For sake of completeness, the correlation between the experimental mode shapes of prototype and proportional sides is shown in Fig. 18, which displays the Modal Assurance Criterion (MAC) ([18]). The bars reported confirm the results obtained. The first modes of prototype and proportional sides exhibit the higher correlation, upholding that the DIC system captures this mode satisfactorily. The second and third mode shapes follow in order of decreasing correlation, since the cameras roughly identify the form of the mode, but noise becomes noticeable. There is no correlation between the fourth, fifth and sixth modes because, even though some shapes are well identified in one model (for example, the fourth and fifth modes of the prototype), they are not in the other. The remaining comparisons return MAC values equal to zero, except for the 4th-1st and 5th-4th couples of prototype and proportional sides. However, these values of correlation are comprised about in the range 10%-0%, and can be considered as outcomes due to noise.

Conclusions and Further Research

This work has dealt with the investigation of similitude methods as a mean to support noisy experimental measurements. For this purpose, the dynamic response of two AFS plates in complete similitude is observed with two DIC cameras. As the measured data is strongly polluted by noise, the response must be reconstructed analytically, using the displacement field as experimental data.

Firstly, the time response of each point is used as input for a SOBI algorithm which returns the spectra of the input excitations. In this way, it is possible to:

1. 1.

   reconstruct the input information,

2. 2.

   check whether such an information is coherent, and

3. 3.

   evaluate a unique force scale factor, needed for the velocity response.

Then, by remodulating the velocity response for each mode, it is demonstrated that the curves overlapped accurately when the DIC measurements are able to recognize the spatial pattern in resonance.
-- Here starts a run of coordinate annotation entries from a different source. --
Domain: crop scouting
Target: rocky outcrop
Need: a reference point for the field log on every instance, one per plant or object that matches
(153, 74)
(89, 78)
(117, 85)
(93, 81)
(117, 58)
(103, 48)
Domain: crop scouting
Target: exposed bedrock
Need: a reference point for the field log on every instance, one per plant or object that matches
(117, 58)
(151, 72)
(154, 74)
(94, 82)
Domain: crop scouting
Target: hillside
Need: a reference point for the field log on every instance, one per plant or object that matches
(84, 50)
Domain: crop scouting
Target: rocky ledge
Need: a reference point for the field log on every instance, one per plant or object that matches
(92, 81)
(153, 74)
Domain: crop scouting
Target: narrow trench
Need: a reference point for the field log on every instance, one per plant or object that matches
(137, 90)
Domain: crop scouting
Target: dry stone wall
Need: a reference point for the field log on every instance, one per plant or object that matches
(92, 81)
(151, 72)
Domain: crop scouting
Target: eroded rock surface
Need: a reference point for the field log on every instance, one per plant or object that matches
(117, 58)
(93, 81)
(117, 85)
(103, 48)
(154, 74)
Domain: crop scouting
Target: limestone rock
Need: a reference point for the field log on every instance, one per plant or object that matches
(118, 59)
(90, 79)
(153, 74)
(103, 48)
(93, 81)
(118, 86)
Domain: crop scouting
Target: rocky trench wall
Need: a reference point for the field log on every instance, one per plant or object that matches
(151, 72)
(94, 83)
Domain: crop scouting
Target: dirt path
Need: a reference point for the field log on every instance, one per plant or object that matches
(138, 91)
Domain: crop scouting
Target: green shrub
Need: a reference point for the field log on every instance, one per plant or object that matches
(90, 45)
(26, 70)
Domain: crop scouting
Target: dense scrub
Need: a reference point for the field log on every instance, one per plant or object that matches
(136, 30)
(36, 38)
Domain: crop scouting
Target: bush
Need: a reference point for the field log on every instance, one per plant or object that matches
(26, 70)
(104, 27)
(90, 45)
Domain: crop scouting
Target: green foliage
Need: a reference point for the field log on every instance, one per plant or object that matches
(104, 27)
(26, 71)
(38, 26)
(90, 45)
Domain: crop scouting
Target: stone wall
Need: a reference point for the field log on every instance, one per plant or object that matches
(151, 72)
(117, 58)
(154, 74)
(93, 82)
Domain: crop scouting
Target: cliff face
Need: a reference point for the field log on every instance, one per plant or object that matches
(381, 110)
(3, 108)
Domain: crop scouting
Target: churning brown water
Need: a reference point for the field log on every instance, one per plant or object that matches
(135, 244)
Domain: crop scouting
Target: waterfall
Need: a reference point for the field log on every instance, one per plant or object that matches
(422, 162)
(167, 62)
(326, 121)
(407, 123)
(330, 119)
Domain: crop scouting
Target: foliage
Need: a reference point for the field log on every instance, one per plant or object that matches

When the mode of just one of the models is not well identified, then the remodulation exhibits noticeable discrepancies.

These results are obtained also by considering the mobility, which is then overlapped to accelerometric measurements to demonstrate that the analytical reconstruction is consistent. Of course, the comparison between accelerometric and DIC measurements is acceptable only for the resonances corresponding to the identified modes. In the other cases, the peak values are seriously underestimated.

In conclusion, it is demonstrated that the similitude results are coherent with the quality of the experimental measurements, and the comparison between the accelerometric and DIC measurements show that the analytical reconstruction, on which the remodulation is based, are consistent. Therefore, similitude methods reveal to be an interesting tool for understanding if a set of measurements is reliable or not, especially in the light of an expanding range of approaches (classical modal analysis, but also machine learning techniques for noisy or missing data, as well as the SOBI algorithm herein used) which allow to extrapolate important information from observations polluted by random uncertainties, as expected.

Up to now, the main obstacle which may prevent a wider application of similitude as validation tool is that the model must be in complete similitude. Thus, more research should be dedicated to similitude methods and the way in which the similitude conditions are derived, in order to reduce the range of possible distorted models. The scaling procedures involving the structural wavenumber, representative of the mode shape, seems to be a promising direction. In fact, it would allow to consider one mode at time, instead of the whole succession of modes, which would also fit the single-mode approach with DIC cameras herein used.